MarketSmith powers the charts in this video
The large-caps ETF SPY, the small-caps ETF IWM, and the semiconductor ETF SMH were rejected again near their declining 50-week moving average after the FOMC meeting and Powell’s briefing last Wednesday. They keep making lower highs. The downtrend is still firmly intact.
The Fed raised interest rates again. This time by “only 50bps”. The market was paying more attention to their guidance – the majority of Fed members expect an interest rate of 5%+ for the entire 2023. The market sold off because it believes that the Fed might be behind the curve again, potentially laying down the foundation for a recession at some point in 2023. The Fed is not worried about a recession. It has proven that it is easy to get out of one – cut interest rates, buy bonds, flood the system with liquidity, and encourage more fiscal spending by the government. What they have not proven yet is that they can stop inflation. This is why I understand their willingness to overdo the tightening but to make sure the inflation bug is squished for good.

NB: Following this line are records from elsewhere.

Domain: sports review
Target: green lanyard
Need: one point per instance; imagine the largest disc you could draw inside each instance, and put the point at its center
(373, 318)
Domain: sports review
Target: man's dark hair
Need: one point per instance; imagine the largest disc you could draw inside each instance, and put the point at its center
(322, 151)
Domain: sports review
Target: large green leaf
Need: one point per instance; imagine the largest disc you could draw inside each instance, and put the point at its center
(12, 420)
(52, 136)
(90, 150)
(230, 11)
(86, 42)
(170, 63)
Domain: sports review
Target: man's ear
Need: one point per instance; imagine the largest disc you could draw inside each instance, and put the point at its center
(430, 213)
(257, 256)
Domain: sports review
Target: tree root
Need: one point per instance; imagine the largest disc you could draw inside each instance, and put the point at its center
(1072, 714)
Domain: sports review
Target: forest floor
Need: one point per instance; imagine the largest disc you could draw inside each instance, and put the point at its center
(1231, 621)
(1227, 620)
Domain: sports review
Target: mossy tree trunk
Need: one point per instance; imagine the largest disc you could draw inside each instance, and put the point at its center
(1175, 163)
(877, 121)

Recessions are not as scary as the mass media is trying to present them. They are a natural part of the economic cycle and eventually result in a stronger, leaner, more productive economy. I don’t know how long this bear market is going to last. For some stocks, it has been 22 months long already so we are very likely in the second half of it. When this bear market ends, it will present a generational opportunity to build wealth. You have to have the capital to take advantage of it. This is why it is important to protect it during turbulent times.
Bear markets are rare and there is nothing wrong with taking advantage of volatile markets if you are a skillful short-term trader. The average investor is not. I am still active every single day but I trade smaller. There will be better times to be aggressive.